Daniela Klette in der JVA Vechta: Bitte keine Bimmelbahn

Was darf Daniela Klette im Gefängnis lesen oder schreiben? Und wie krank muss man sein, um nicht vom BKA vernommen zu werden?

  • Jürgen Schneider
  • Lesedauer: 5 Min.
Was darf alles in den »Kultursack«? Daniela Klette beim 10. Verhandlungstag vor Gericht, Ende Mai.
Was darf alles in den »Kultursack«? Daniela Klette beim 10. Verhandlungstag vor Gericht, Ende Mai.

Am 27. Mai 2025 erschien im »nd« mein Text »Ein entwendeter Brief«. Ich beschrieb darin, dass ein Brief an Daniela Klette, die in Vechta in der Justizvollzugsanstalt für Frauen einsitzt, der Gefangenen nicht ausgehändigt werden sollte mit der Begründung, er enthalte keine »individuelle Kommunikation«. In diesem Brief befand sich unter anderem ein Auszug aus einem autobiografischen, also höchst individuellen schriftstellerischen Werk von mir, das in der »Neuen Berliner Illustrierten Zeitung« veröffentlicht wurde.

Daniela Klette hat auf meinen »nd«-Text reagiert.
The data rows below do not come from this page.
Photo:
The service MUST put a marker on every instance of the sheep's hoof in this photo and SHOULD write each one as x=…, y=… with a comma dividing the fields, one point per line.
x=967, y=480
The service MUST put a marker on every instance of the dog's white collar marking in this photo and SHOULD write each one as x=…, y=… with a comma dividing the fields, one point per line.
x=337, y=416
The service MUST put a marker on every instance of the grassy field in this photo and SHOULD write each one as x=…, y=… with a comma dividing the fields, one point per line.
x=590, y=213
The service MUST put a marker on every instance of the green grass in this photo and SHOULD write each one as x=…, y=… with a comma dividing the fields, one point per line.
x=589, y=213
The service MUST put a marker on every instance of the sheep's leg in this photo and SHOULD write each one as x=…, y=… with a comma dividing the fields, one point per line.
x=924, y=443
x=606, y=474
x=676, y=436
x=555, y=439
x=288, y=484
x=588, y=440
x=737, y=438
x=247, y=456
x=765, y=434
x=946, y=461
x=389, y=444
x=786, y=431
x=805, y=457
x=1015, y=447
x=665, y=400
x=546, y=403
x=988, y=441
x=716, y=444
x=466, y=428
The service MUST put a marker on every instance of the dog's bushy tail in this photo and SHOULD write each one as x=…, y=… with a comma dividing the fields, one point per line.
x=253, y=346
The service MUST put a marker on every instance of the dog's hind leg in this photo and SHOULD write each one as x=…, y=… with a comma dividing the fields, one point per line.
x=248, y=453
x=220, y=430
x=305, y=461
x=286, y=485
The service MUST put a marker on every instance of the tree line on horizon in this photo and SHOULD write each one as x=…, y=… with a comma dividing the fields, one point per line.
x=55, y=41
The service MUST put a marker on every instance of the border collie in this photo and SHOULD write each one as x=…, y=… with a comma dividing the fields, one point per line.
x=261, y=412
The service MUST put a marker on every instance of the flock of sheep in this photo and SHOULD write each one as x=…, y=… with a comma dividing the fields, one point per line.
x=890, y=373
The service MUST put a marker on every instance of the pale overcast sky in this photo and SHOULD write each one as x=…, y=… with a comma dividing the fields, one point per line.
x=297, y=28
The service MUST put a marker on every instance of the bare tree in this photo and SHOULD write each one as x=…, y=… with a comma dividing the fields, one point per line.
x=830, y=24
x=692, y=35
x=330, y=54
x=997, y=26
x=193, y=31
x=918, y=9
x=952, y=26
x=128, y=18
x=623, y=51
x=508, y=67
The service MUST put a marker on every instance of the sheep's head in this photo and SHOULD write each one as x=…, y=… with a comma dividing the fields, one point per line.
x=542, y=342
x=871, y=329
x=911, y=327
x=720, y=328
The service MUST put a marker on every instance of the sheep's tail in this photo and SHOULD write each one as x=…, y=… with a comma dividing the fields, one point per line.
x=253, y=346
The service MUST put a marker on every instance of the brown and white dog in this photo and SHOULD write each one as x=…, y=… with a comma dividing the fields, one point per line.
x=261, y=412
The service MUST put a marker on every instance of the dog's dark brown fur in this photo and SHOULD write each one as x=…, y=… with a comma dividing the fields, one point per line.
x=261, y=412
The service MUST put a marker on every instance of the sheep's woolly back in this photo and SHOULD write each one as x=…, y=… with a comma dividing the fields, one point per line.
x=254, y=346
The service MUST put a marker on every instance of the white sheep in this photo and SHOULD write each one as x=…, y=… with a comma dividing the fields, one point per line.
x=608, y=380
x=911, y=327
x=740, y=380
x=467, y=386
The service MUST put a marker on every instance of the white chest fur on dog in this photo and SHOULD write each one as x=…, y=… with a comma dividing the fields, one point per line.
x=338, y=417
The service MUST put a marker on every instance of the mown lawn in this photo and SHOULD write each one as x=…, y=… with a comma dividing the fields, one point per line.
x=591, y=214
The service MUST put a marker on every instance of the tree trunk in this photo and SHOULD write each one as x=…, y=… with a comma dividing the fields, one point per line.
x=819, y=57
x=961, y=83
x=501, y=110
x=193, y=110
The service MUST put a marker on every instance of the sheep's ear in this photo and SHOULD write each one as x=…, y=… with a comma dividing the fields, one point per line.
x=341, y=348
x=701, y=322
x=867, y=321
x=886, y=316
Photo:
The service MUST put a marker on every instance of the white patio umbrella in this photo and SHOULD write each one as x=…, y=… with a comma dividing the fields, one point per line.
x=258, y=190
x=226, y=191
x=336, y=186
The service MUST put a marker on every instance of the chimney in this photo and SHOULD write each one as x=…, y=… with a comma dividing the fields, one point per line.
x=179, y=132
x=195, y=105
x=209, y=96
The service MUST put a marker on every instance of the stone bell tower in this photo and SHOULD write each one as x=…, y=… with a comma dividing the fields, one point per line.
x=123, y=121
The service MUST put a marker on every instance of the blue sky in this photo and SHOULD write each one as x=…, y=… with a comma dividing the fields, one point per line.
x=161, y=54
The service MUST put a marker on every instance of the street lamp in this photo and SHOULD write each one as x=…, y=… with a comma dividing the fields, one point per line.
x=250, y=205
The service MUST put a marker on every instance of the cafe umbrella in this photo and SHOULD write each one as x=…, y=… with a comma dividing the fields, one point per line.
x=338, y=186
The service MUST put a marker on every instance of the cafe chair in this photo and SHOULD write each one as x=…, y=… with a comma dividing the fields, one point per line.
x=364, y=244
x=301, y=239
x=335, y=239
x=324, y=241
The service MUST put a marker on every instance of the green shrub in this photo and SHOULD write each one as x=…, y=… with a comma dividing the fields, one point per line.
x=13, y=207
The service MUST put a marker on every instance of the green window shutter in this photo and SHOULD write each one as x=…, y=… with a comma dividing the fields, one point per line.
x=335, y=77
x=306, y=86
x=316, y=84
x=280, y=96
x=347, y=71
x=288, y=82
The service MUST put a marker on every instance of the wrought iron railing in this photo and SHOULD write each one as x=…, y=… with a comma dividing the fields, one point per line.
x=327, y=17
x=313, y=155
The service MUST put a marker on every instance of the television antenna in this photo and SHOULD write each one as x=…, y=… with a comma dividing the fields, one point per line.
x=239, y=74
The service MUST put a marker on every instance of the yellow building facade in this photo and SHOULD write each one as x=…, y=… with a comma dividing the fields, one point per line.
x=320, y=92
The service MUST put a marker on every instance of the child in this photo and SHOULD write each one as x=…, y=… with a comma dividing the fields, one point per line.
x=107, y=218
Ihr dreiseitiger Brief, mangels Schreibmaschine handschriftlich verfasst am 31. Mai 2025, traf bei mir am 18. Juni ein (Poststempel: »170625«). Der amtliche U-Haftpostprüfer scheint ein äußerst langsamer Leser zu sein. In diesem Brief schildert Daniela Klette, dass ihre Schwester ihr einen Artikel über den Umbau einer Bimmelbahn bei Karlsruhe schicken wollte, über den die Karlsruher Schwestern bei einem ihrer alle 14 Tage erfolgenden Telefonate gesprochen hatten. Der Artikel durfte wiederum mangels »individueller Kommunikation« nicht in die JVA geschickt werden.

Daniela Klette wiederum wollte ihrer Schwester zwei Artikel aus den ihr genehmigten und ausgehändigten Zeitungen zukommen lassen. Bei einem dieser Artikel ging es um Straßenhunde in Istanbul und Athen, die bei Demonstrationen mitlaufen. Der zweite Zeitungstext handelte von Ratten, die trainiert werden, Landminen zu detektieren. Solche Ratten kommen beispielsweise in Kambodscha zum Einsatz. Diese Artikel, die ebenfalls Gegenstand der Telefongespräche zwischen den beiden Schwestern waren, durften die JVA Vechta nicht verlassen.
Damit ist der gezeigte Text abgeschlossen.